You have a project on Simone de Beauvoir…
We finally shoot in October, I’ve been working on it for years, I wanted to be her at all costs. Anne Fontaine will direct and Christopher Hampton wrote the screenplay. The film takes place in 1947, the moment in which Simone goes to America to give conferences. There he falls in love with Nelson Algren (American writer and journalist, narrator of the slums of Chicago, ed): we started from 1200 pages of passionate letters, when Simone was torn between her American love and Jean-Paul Sartre.

What attracts you to this figure, after having played the other Simone (Veil: The woman of the centuryin 2022)?
A thousand things. They offered me the role 12 years ago in America, but the film never started, so I took over the project as producer. This free woman, creator of her own destiny, attracts me. After the war, De Beauvoir managed to study, became a teacher, decided that she did not want to marry and did not want children, at a time when all women got married. You had to have enormous courage to decide not to do it. And you had to have reflected on man-woman relationships in society, as she had done. There had been a karmic encounter with Sartre, they were an incredible couple. But then she meets Algren and all the certainties collapse. This is what I’m interested in telling. There is no valid theory, when she is in front of him she is just a woman in front of a man.

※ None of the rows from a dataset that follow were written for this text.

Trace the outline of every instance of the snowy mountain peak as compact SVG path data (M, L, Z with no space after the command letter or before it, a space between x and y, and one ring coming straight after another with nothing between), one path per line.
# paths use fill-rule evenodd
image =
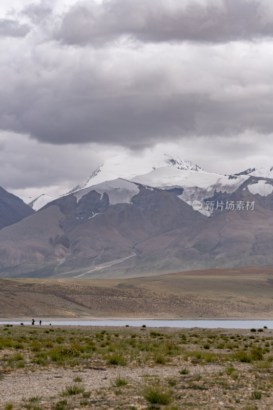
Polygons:
M90 176L68 193L118 178L130 180L137 175L147 174L163 167L205 172L191 161L174 158L167 154L156 156L150 152L144 153L142 156L123 154L107 159L102 165L96 168Z
M167 154L164 155L166 157L165 162L167 167L173 167L178 170L182 170L183 171L196 171L199 172L206 172L191 161L188 161L186 159L183 160L180 159L175 159Z

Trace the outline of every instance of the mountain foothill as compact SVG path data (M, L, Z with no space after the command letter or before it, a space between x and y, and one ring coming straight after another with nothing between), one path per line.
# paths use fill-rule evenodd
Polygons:
M271 167L223 175L169 155L144 160L111 158L68 194L29 205L0 188L0 276L271 266Z

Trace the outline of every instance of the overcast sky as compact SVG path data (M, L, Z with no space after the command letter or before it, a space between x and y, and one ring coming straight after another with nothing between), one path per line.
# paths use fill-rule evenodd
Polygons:
M225 174L273 163L271 0L1 0L0 45L10 192L55 196L154 147Z

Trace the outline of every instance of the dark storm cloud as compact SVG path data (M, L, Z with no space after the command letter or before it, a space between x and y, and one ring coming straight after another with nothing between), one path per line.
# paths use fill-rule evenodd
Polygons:
M271 104L266 99L260 100L262 112L247 98L213 101L201 94L89 97L77 104L68 96L67 100L65 95L63 97L60 105L53 95L37 98L35 105L25 106L17 116L1 118L2 126L52 144L92 141L131 148L183 136L273 131Z
M89 1L62 15L48 4L18 13L34 25L19 45L6 39L1 129L54 144L130 148L273 132L272 42L224 43L269 35L269 1ZM52 40L58 25L76 47ZM104 44L125 34L149 44ZM167 42L187 39L197 41Z
M0 37L25 37L30 30L27 24L20 24L15 20L0 19Z
M52 13L52 9L41 2L26 6L21 14L28 17L35 24L38 24Z
M225 43L273 36L267 0L104 0L78 2L55 38L71 45L101 45L129 36L144 42Z

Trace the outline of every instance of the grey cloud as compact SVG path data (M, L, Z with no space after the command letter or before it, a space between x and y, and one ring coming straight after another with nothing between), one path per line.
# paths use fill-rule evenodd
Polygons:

What kind of feminist are you?
A feminist who would like women to become what they want to become. I’m not an extremist, I have no problem bringing a Perrier to the man I love. I don’t want women to be submissive, but I find it nice to say to a man: “I’ll make you dinner.” We need to find an agreement with ourselves. Being able to say “I don’t want children”, if you don’t want any, but also “today I cook for you, my love”. And that women don’t have to apologize for who they are, for being ambitious, for wanting power. Without victimizing yourself. I believe that in man-woman relationships there is still a long way to go. In my profession, for example, equality is a chimera. And I’m not talking about #MeToo, about men who put their hands on you, I’m talking about morality that can be as violent as a slap.

So what role do men have in this picture?

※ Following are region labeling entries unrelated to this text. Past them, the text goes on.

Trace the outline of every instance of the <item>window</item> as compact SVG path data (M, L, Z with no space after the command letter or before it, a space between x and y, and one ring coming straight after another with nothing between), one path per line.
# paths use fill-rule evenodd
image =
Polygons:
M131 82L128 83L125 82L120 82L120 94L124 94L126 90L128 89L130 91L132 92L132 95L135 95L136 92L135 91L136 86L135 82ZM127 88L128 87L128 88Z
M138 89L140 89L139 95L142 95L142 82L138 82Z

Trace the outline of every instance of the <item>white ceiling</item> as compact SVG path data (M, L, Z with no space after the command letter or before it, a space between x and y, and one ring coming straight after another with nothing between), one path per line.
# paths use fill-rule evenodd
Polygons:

Take my husband in the film (comedian Didier Bourdon, ed), a good man who had to correspond to the image that males of that era had of themselves. And that their mothers had helped build! Today, alongside the return of machismo, I also see that of the “tradwife”, the traditional, ultra-conservative wife. So I believe that we women must tell ourselves very sincerely what we want. Grilling chicken, bringing a glass of wine to our husband on the couch, and the next minute getting a plane ticket to the other side of the world? I have no problem grilling chicken as long as they don’t force me to.